YAML files

YAML is an indentation-based markup language which aims to be both easy to read and easy to write. Many projects use it for configuration files because of its readability, simplicity and good support for many programming languages. It can be used for a great many things including defining computational environments, and is well integrated with Travis which is discussed in the chapter on continuous integration.

YAML files

An a YAML file defining a computational environment might look something like this:

# Define the operating system as Linux
os: linux

# Use the xenial distribution of Linux
dist: xenial

# Use the programming language Python
language: python

# Use version of Python 3.2
python: 3.2

# Use the Python package numpy and use version 1.16.1
packages:
  numpy:
    version: 1.16.1

Note that as you can see here that comments can be added by preceding them with a #.

YAML syntax

A YAML document can consist of the following elements.

Scalars

Scalars are ordinary values: numbers, strings, booleans.

number-value: 42
floating-point-value: 3.141592
boolean-value: true

# strings can be both 'single-quoted` and "double-quoted"
string-value: 'Bonjour'

YAML syntax also allows unquoted string values for convenience reasons:

unquoted-string: Hello World

Lists and Dictionaries

Lists are collections of elements:

jedis:
  - Yoda
  - Qui-Gon Jinn
  - Obi-Wan Kenobi
  - Luke Skywalker

Every element of the list is indented and starts with a dash and a space.

Dictionaries are collections of key: value mappings. All keys are case-sensitive.

jedi:
  name: Obi-Wan Kenobi
  home-planet: Stewjon
  species: human
  master: Qui-Gon Jinn
  height: 1.82m

Note that a space after the colon is mandatory.

YAML gotchas

Due to the format aiming to be easy to write and read, there’re some ambiguities in YAML.
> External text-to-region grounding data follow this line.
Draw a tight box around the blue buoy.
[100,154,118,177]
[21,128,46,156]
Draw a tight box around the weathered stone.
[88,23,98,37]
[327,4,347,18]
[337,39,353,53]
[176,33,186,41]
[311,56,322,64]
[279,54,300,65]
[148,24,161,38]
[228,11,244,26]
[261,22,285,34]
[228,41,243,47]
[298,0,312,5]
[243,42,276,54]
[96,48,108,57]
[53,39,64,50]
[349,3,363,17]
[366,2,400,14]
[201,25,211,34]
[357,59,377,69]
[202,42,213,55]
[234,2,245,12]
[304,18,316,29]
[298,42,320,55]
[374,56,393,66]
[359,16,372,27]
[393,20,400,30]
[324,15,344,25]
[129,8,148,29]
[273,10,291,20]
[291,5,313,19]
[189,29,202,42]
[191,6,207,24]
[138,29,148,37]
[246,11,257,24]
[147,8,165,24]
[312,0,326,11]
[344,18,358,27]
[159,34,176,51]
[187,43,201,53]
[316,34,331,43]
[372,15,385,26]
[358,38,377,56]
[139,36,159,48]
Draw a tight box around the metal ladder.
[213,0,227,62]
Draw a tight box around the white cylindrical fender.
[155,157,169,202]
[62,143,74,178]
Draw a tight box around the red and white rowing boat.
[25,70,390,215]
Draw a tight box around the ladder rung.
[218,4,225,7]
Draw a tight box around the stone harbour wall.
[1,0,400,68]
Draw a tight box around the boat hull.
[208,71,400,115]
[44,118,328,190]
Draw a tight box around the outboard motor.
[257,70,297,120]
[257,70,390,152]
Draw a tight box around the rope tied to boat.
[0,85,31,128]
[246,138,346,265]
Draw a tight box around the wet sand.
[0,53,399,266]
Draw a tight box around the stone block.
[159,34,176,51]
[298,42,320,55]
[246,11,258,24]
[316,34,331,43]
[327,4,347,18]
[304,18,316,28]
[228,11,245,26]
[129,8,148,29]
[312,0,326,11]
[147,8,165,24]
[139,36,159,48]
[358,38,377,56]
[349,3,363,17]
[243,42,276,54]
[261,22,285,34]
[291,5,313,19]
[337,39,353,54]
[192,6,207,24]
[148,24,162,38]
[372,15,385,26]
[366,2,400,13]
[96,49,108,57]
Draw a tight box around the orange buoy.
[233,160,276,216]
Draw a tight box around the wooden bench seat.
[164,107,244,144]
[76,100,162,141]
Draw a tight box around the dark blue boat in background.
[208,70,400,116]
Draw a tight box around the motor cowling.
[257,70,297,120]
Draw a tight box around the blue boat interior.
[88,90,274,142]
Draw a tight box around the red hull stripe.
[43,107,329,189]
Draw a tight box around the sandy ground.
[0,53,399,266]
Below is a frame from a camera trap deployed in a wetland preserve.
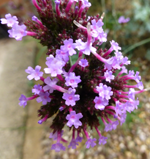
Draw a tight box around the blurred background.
[0,0,150,159]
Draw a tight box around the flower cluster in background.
[118,16,130,24]
[1,0,144,152]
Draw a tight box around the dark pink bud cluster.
[1,0,145,152]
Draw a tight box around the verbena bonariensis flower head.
[2,0,145,152]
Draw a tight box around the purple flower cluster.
[0,13,37,40]
[2,0,144,152]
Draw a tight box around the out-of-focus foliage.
[132,0,150,36]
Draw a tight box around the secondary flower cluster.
[118,16,130,24]
[1,0,144,152]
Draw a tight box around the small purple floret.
[85,138,96,148]
[110,40,121,52]
[96,83,113,100]
[32,84,43,95]
[99,136,107,145]
[36,92,51,105]
[66,111,83,128]
[1,13,18,27]
[68,139,79,149]
[104,70,115,82]
[61,38,76,56]
[62,88,80,106]
[94,96,108,110]
[44,55,65,77]
[8,23,27,40]
[51,142,66,152]
[25,65,43,81]
[79,59,89,67]
[19,94,27,107]
[65,72,81,88]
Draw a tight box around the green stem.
[101,0,106,29]
[112,0,116,41]
[123,38,150,54]
[69,56,73,66]
[101,0,106,13]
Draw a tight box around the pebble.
[146,137,150,145]
[62,153,69,159]
[137,129,146,141]
[68,148,75,154]
[125,151,132,158]
[126,136,132,141]
[43,155,50,159]
[139,112,146,119]
[98,155,105,159]
[41,139,50,147]
[135,138,142,145]
[97,146,103,152]
[145,103,150,109]
[86,149,93,155]
[119,143,125,150]
[148,152,150,159]
[140,145,147,153]
[118,136,123,142]
[127,141,135,149]
[78,152,84,159]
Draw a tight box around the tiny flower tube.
[83,128,89,139]
[101,116,107,125]
[19,94,38,107]
[42,0,47,7]
[32,16,45,28]
[68,55,82,73]
[105,110,116,116]
[75,6,79,15]
[78,0,91,18]
[27,94,39,100]
[105,114,112,123]
[32,0,42,11]
[27,31,37,36]
[73,20,87,31]
[68,128,79,149]
[38,114,49,124]
[53,85,68,93]
[55,0,61,16]
[57,74,64,82]
[40,76,45,82]
[123,83,144,90]
[95,126,101,137]
[51,131,66,152]
[65,0,78,13]
[103,40,121,57]
[43,77,67,93]
[57,131,61,143]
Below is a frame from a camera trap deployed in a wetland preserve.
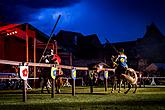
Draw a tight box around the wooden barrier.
[0,59,114,71]
[0,59,115,98]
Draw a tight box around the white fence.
[138,77,165,87]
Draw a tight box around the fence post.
[51,78,55,98]
[72,79,75,96]
[72,67,76,96]
[51,66,57,98]
[139,74,142,88]
[89,70,93,93]
[104,70,108,91]
[23,80,27,102]
[21,62,27,102]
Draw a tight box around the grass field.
[0,87,165,110]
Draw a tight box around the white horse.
[121,68,138,94]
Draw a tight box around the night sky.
[1,0,165,43]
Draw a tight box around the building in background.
[1,22,165,75]
[0,23,55,72]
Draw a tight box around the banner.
[104,71,108,79]
[20,66,29,80]
[51,67,57,79]
[89,70,94,79]
[71,68,76,80]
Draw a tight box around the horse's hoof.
[118,91,121,93]
[124,92,128,94]
[56,90,61,94]
[111,91,114,93]
[133,92,136,94]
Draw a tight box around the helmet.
[119,48,124,53]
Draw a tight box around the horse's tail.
[122,68,137,84]
[130,68,138,84]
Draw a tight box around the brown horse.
[40,67,64,94]
[55,67,64,93]
[41,52,64,94]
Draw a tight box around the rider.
[115,48,128,74]
[41,49,53,64]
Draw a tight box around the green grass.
[0,87,165,110]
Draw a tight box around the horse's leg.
[124,83,131,94]
[41,79,46,93]
[55,79,58,93]
[45,79,50,94]
[123,80,126,89]
[133,84,137,93]
[57,78,62,93]
[114,80,117,90]
[118,79,122,93]
[41,84,43,93]
[55,78,61,94]
[111,78,117,93]
[111,81,115,93]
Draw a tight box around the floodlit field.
[0,87,165,110]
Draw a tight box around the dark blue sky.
[1,0,165,43]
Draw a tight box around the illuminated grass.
[0,87,165,110]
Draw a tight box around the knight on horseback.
[41,49,63,94]
[111,48,138,94]
[111,48,128,93]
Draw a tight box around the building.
[53,30,103,66]
[1,22,165,73]
[0,23,56,74]
[111,23,165,71]
[54,23,165,71]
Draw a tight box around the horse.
[110,55,138,94]
[41,67,51,94]
[55,67,64,93]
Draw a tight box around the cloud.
[0,0,81,23]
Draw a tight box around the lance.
[39,15,61,63]
[104,36,119,54]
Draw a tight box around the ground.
[0,87,165,110]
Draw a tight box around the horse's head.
[111,55,118,68]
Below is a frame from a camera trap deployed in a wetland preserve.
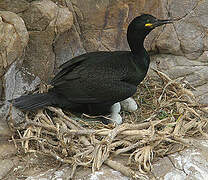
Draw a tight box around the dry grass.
[9,69,208,179]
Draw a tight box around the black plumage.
[10,14,172,115]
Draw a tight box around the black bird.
[10,14,172,116]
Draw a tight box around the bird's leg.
[120,97,138,112]
[110,102,122,125]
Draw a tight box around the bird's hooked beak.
[145,19,173,28]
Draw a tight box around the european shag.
[10,14,172,122]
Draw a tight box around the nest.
[9,69,208,179]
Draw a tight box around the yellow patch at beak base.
[145,23,153,27]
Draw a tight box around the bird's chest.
[124,58,149,85]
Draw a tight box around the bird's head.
[129,14,172,32]
[127,14,173,54]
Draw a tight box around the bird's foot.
[110,102,122,124]
[120,97,137,112]
[110,98,137,124]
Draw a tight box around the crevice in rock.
[51,39,57,75]
[164,0,184,57]
[167,156,188,176]
[66,1,81,34]
[97,2,111,51]
[51,7,62,74]
[12,64,19,99]
[16,8,29,15]
[66,1,87,53]
[165,0,204,60]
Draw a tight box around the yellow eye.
[145,23,153,27]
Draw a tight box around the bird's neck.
[127,25,150,55]
[127,26,150,68]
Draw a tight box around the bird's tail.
[9,92,55,111]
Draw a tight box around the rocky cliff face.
[0,0,208,179]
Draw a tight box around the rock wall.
[0,1,208,179]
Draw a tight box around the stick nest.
[9,69,208,179]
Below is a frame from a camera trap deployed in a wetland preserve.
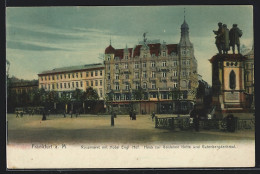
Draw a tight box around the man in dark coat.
[213,22,225,54]
[193,114,200,132]
[229,24,243,54]
[111,112,114,126]
[222,24,230,54]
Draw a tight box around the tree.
[132,87,145,100]
[83,87,99,101]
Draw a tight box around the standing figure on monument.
[222,24,230,54]
[229,24,243,54]
[213,22,225,54]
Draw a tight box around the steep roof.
[105,45,116,54]
[209,54,247,63]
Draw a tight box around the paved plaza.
[7,114,254,144]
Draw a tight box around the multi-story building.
[244,46,254,95]
[9,78,38,94]
[38,63,105,100]
[244,46,254,109]
[104,18,198,114]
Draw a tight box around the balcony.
[149,77,157,81]
[160,77,168,81]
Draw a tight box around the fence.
[155,116,255,131]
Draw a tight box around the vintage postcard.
[6,5,254,168]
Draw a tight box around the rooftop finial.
[184,8,186,21]
[110,36,111,45]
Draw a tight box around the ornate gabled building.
[104,18,198,114]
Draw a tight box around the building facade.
[104,19,198,114]
[38,63,105,100]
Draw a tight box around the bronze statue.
[229,24,243,54]
[143,32,148,43]
[222,24,230,54]
[213,22,225,54]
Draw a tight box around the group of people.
[213,22,243,54]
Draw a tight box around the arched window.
[229,70,236,90]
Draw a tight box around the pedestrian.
[16,111,19,118]
[132,112,136,120]
[42,110,46,121]
[70,110,73,118]
[63,110,66,118]
[151,112,155,121]
[226,114,235,132]
[114,112,117,118]
[111,112,114,127]
[194,114,200,132]
[129,111,132,120]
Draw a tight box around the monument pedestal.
[210,54,247,116]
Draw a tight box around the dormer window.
[162,51,166,57]
[107,55,111,61]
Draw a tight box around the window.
[76,82,78,88]
[100,70,103,76]
[86,81,89,86]
[115,64,119,70]
[186,60,190,65]
[173,71,178,76]
[68,74,71,79]
[95,80,98,86]
[63,83,66,88]
[100,80,102,86]
[48,84,50,89]
[135,82,140,89]
[60,83,62,88]
[86,72,89,77]
[162,72,167,77]
[152,71,156,78]
[99,88,103,97]
[115,83,119,90]
[162,61,167,67]
[143,82,147,89]
[56,84,59,89]
[125,55,128,59]
[56,75,59,80]
[68,83,70,88]
[115,74,119,80]
[143,62,146,68]
[151,61,155,67]
[107,84,111,90]
[125,74,129,79]
[135,72,139,79]
[152,53,155,57]
[125,63,128,69]
[229,70,236,90]
[182,71,186,76]
[143,54,147,58]
[52,84,54,89]
[80,81,83,87]
[152,82,156,89]
[143,71,147,78]
[173,61,177,66]
[107,73,110,80]
[60,74,62,79]
[125,83,129,90]
[48,76,50,80]
[76,73,78,78]
[182,60,186,65]
[80,73,82,78]
[45,76,47,80]
[72,82,74,88]
[135,62,139,68]
[91,81,93,86]
[64,74,66,79]
[162,51,166,57]
[107,55,111,60]
[72,73,74,78]
[95,70,98,76]
[91,71,93,77]
[108,65,110,70]
[173,81,178,88]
  • Special characters in unquoted strings: YAML has a number of special characters you cannot use in unquoted strings. For example, parsing the following sample will fail:

    unquoted-string: let me put a colon here: oops
    

    Quote the string value makes this value unambiguous:

    unquoted-string: "let me put a colon here: oops"
    

    Generally, you should quote all strings that contain any of the following characters: [] {} : > |.

  • Tabs versus spaces for indentation: do not use tabs for indentation. While resulting YAML can still be valid, this can be a source of many subtle parsing errors. Just use spaces.

How to use YAML to define computational environments

Because of their simplicity YAML files can be hand written. Alternatively they can be automatically generated as discussed above. From a YAML file a computational environment can be replicated in a few ways.

  • Manually. It can be done manually by carefully installing the specified packages. Because YAML files can also specify operating systems and versions that may or may not match that of the person trying to replicate the environment this may require the use of a virtual machine.

  • Via package management systems such as Conda. As discussed as well as being able to generate YAML files from computational environments Conda can also generate computational environments from YAML files.

Security issues

There is an inherent risk in downloading/using files you have not written to your computer, and it is possible to include malicious code in YAML files. Do not load YAML files or generate computational environments from them unless you trust their source.